それを冷めた目で見つめながら綾辻は拳銃の引き金を俺は魔法を唱える。
「[影鞭]」
サプレッサーによって可能な限り音を無くした二度の銃声。
その後に俺の魔法は放たれた。
直後、影の鞭によって三人程の教師が壁まで吹き飛ばされる。
綾辻の銃撃は正確に急所を撃ち抜き、その命を葬った。
「まだまだおわらねぇよ」
恐怖に顔を歪める残りの教師達。
そんなものは完全にスルーして再度魔法を唱える。
「[闇弾][闇弾][闇弾]」
三連続で放たれた[闇弾]は寸分の狂いもなく三人の教師の眉間を貫く。
その間、綾辻も二人の教師を片付けていた。
もうあと残るのは、白川と後藤の二人のみ。
「取り敢えずお前は死んでおけ」
過剰威力とも言える[闇槍]を発動させ、頭蓋を壊し貫く。
この時、もう俺のイライラは収まっていたがどうしても後藤には聞いておかなければいけないことがあった。
「ヒッ!?」
後藤は死屍累々の有様に腰を抜かして股を水浸しにしてしまっていた。
「本当のことを言えばあんたは殺さないで置いてやる……さっきの情報は本当か?」
「えっ……?」
自分は死なずに済むかもしれないというその情報に困惑して顔面をぐちゃぐちゃにしながら情けない声を口から漏らす。
「もう一度だけ聞く。さっきの、あの情報は本物か?」
「あ、あれは本当です! 本当に○○高校の近くで見たんです! だ、だから殺さないで下さい!!」
頭を地面に擦り付けて懇願する。
これであの情報の信憑性も少しくらいなら上がったかな。
俺は地面に擦り付けられている後藤の頭に[闇弾]をぶち込んで踵を返す。
「行くぞ綾辻」
流石の綾辻も俺の俺には少し引き気味だったが、あそこであいつを生かしておいても後でやり返しに来るかも知れないんだから先に殺しておいた方がいいだろう。
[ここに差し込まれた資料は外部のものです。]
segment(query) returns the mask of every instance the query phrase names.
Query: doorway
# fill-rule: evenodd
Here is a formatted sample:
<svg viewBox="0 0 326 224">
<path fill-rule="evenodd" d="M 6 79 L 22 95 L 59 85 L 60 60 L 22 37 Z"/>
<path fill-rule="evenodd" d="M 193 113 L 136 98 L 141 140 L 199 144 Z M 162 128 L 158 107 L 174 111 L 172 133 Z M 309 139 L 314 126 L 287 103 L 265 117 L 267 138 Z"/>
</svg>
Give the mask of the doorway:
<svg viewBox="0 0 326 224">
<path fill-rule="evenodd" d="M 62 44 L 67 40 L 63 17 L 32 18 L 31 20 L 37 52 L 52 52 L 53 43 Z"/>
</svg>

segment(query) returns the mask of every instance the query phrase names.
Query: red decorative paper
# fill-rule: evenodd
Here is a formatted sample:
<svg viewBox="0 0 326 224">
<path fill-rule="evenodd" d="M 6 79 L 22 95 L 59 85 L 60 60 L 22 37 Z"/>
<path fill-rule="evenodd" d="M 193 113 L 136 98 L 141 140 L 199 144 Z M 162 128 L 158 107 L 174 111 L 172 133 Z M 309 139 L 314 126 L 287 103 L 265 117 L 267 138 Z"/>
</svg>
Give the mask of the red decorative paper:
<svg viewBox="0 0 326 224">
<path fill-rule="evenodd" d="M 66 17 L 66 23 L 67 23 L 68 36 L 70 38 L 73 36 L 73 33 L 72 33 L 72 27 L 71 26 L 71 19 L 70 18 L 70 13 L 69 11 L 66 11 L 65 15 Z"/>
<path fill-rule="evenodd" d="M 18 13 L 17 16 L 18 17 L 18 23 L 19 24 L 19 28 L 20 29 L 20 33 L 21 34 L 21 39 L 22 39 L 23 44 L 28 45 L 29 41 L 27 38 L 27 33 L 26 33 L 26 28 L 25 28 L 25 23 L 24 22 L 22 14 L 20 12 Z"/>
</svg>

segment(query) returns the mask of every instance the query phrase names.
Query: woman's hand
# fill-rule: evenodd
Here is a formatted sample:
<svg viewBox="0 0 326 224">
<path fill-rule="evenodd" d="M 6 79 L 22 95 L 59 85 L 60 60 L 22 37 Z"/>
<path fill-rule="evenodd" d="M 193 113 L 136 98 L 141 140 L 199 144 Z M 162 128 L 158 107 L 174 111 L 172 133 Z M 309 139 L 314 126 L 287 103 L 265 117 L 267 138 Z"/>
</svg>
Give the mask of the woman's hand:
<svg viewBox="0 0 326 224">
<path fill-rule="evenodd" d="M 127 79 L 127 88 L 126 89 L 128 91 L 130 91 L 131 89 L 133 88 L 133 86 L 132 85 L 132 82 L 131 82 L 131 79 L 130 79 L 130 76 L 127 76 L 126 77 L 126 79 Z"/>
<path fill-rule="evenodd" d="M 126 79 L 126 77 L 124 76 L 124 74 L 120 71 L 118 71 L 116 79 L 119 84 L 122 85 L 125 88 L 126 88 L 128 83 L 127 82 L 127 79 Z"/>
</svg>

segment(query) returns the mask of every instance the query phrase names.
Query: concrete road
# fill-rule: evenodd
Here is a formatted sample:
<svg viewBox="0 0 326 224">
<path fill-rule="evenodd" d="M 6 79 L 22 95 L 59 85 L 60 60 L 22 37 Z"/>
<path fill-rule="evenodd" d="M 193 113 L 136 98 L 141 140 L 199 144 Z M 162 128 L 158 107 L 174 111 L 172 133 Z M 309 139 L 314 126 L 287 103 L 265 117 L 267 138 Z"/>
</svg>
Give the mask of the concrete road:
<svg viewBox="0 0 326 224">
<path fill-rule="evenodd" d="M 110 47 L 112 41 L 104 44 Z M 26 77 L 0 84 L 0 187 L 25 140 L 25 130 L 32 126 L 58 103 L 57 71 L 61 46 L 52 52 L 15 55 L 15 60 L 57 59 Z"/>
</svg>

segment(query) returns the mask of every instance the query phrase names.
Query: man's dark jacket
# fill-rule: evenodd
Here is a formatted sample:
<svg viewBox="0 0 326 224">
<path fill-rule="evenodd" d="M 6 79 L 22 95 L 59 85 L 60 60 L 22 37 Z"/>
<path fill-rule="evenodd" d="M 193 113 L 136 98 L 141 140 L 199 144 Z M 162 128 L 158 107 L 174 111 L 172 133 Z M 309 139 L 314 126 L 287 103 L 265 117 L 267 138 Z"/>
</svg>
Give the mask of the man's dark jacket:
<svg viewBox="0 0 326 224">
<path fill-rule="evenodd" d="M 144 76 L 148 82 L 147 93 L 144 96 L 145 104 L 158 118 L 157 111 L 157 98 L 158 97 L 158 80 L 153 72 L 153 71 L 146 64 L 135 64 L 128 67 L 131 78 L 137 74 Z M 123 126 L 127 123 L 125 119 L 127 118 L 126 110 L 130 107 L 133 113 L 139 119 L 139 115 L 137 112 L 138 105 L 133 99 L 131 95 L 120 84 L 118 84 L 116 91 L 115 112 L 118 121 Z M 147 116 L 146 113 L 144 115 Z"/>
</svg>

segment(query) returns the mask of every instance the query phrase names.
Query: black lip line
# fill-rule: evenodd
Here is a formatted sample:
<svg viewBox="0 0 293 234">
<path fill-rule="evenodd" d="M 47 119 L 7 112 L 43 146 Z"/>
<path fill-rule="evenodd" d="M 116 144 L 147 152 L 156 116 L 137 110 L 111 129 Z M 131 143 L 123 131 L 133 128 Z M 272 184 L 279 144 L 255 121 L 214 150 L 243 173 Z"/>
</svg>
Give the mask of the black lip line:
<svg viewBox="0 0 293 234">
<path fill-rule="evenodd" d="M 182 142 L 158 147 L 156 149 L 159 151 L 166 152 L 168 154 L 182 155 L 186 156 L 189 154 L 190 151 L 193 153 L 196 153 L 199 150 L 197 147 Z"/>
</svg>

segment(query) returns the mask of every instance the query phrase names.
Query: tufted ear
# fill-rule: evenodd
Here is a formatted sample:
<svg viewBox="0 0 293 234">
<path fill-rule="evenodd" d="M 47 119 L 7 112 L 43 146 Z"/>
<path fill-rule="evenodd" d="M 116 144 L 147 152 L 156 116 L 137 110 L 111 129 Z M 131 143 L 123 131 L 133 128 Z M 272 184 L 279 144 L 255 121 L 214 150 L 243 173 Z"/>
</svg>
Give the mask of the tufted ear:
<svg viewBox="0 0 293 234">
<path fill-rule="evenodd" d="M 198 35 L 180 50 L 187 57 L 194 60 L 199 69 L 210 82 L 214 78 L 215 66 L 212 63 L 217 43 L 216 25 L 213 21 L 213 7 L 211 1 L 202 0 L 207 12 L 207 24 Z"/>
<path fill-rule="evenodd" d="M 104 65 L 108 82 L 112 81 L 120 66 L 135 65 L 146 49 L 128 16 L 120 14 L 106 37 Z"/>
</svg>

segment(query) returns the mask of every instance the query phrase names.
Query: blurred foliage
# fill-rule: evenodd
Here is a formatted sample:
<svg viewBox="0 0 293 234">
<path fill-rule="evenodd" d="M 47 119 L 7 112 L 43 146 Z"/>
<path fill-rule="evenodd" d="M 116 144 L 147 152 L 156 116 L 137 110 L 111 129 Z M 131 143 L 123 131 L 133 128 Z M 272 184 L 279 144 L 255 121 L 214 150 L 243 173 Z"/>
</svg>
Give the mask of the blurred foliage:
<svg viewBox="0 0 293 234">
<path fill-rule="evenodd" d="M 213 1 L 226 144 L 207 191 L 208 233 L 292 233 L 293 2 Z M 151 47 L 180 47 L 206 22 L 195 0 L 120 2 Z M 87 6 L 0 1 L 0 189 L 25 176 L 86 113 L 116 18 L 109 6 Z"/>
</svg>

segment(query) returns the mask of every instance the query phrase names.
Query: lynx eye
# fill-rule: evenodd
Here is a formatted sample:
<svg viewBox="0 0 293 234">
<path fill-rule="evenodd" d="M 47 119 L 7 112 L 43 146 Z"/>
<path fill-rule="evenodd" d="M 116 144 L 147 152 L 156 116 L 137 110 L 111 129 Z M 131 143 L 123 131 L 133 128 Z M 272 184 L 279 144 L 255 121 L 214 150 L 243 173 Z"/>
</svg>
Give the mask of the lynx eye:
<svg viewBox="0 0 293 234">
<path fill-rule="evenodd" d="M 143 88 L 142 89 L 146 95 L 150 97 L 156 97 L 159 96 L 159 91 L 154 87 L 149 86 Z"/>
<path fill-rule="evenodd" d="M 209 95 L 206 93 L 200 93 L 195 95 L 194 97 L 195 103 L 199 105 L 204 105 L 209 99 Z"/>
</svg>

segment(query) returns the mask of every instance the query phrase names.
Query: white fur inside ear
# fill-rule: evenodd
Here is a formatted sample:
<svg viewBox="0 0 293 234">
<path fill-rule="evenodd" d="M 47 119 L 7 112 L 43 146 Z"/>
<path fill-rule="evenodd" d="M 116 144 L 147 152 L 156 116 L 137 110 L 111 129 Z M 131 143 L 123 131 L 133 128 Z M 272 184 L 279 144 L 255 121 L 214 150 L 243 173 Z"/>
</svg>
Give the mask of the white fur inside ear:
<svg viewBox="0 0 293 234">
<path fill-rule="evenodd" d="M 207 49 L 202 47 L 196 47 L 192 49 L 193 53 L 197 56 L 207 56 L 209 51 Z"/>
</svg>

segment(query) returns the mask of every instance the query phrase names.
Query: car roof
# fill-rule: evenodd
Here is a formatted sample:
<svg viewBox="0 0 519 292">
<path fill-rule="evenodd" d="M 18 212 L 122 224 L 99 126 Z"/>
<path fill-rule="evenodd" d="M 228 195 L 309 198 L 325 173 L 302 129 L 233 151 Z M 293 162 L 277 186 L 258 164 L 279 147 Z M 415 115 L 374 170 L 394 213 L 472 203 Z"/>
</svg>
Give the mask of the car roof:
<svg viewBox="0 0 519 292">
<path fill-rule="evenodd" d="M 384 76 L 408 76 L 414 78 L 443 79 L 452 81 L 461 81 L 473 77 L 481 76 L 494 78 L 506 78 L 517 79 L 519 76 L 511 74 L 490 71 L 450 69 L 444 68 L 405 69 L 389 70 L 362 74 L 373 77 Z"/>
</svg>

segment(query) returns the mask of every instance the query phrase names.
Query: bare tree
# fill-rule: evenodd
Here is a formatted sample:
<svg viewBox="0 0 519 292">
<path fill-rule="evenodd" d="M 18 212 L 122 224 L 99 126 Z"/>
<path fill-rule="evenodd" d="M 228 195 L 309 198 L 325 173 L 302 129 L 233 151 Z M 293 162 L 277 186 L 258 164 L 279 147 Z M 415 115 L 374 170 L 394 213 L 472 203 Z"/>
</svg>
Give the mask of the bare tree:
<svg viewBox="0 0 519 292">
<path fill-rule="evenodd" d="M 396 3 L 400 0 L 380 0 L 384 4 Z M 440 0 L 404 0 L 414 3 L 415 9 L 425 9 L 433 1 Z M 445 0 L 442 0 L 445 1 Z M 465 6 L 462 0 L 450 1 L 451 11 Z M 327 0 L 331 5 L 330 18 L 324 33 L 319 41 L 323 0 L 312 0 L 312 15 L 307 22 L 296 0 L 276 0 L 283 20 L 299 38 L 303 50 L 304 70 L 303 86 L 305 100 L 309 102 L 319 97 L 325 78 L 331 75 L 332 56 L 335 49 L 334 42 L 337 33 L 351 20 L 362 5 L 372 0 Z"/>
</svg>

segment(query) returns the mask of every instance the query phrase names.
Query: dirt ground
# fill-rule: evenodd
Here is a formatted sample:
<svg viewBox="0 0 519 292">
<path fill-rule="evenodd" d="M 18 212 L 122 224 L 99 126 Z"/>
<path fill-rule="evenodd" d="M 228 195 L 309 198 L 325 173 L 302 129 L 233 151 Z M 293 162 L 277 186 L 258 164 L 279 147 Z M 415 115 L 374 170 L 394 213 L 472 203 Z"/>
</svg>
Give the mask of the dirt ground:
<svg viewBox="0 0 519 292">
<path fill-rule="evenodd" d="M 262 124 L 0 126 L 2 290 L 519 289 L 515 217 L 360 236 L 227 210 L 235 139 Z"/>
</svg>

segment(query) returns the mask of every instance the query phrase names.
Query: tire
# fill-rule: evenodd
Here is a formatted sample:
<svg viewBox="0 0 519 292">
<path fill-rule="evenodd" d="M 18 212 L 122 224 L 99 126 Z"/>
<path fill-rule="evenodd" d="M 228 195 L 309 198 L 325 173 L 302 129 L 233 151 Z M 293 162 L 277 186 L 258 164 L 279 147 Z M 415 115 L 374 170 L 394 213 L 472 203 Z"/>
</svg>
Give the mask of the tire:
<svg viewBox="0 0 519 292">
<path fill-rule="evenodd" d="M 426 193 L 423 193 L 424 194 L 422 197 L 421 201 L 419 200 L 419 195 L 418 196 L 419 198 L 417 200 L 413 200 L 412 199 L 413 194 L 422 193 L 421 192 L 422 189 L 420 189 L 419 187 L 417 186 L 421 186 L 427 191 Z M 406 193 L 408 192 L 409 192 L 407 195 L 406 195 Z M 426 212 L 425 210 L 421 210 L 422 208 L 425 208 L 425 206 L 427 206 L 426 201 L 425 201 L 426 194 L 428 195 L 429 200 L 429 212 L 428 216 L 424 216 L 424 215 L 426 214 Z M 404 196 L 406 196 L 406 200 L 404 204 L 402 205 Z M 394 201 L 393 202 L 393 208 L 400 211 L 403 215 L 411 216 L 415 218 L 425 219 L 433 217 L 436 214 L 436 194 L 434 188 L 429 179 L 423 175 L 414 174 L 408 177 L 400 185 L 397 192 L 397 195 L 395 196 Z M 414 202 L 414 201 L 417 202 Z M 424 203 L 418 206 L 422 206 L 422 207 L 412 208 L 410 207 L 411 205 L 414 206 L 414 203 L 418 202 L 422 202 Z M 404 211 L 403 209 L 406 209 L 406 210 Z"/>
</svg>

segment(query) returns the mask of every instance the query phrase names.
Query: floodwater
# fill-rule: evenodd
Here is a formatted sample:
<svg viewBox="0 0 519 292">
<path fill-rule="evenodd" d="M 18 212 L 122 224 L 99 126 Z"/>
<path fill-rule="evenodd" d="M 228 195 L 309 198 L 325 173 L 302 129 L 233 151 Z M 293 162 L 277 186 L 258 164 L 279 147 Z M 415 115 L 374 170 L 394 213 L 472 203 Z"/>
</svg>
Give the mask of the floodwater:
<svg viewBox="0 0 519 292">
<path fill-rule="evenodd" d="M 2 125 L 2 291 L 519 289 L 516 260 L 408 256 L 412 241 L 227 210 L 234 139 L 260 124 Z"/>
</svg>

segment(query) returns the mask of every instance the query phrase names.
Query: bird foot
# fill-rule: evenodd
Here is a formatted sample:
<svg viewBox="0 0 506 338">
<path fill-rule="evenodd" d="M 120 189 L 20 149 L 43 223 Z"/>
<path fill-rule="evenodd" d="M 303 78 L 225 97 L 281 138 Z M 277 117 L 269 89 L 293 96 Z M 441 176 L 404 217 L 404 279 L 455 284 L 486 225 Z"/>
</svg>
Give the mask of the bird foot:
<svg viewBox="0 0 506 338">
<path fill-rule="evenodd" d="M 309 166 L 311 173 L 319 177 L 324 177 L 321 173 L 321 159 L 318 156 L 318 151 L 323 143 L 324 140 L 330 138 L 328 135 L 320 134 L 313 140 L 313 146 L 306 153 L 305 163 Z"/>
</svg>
そんな風に頭の中で言い訳しながら来た道を引き返していく。
◆
「急ごう綾辻、運転は頼んだぞ」
「ん……頑張る」
校舎を出た俺たちのはさっさと車に乗り込んで後藤から教わった○○高校を目指して車を走らせる。
「綾辻は○○高校ってどこにあるか、知ってるか?」
「ん……聞いたことがある。確かここからはそんなに離れてなかった筈。多分二十分もあれば着く」
「そうか、なるべく早くしてくれ。いけると思ったらもっとスピードを出してもいい」
「……ほんと?」
俺の発言に綾辻の瞳がギラギラと光り出した。
「じゃ、早めでいくよ……シートベルトはちゃんとつけてね」
「えっ、ちょ」
車は俺が今まで乗ったことの無いような爆速スピードで走り出す。
Gのせいで体が椅子にひっついているような感覚に襲われる。
窓の外に目をやるとあっという間に景色が変わっていくのが見える。
ぶっちゃけ超怖い。
これで事故ったら確実に死ねる。
「おい、綾辻……ちょっとまっ――」
さらに加速した。
俺に何も言わせない気か?
なんとかGに耐えて苦言を呈してやろうと綾辻の横顔を見ようとする。
その時、俺の視界に一匹のコボルトが――。
「っ危ない!!」
その俺の呼びかけはもう遅く、綾辻が気付く前にコボルトと衝突。
断末魔の声を上げる暇も無く物凄い勢いでぶっ飛んだ。
そしておそらく、この車には更に凹みが増えたことだろう。
まだ動くかな、この車?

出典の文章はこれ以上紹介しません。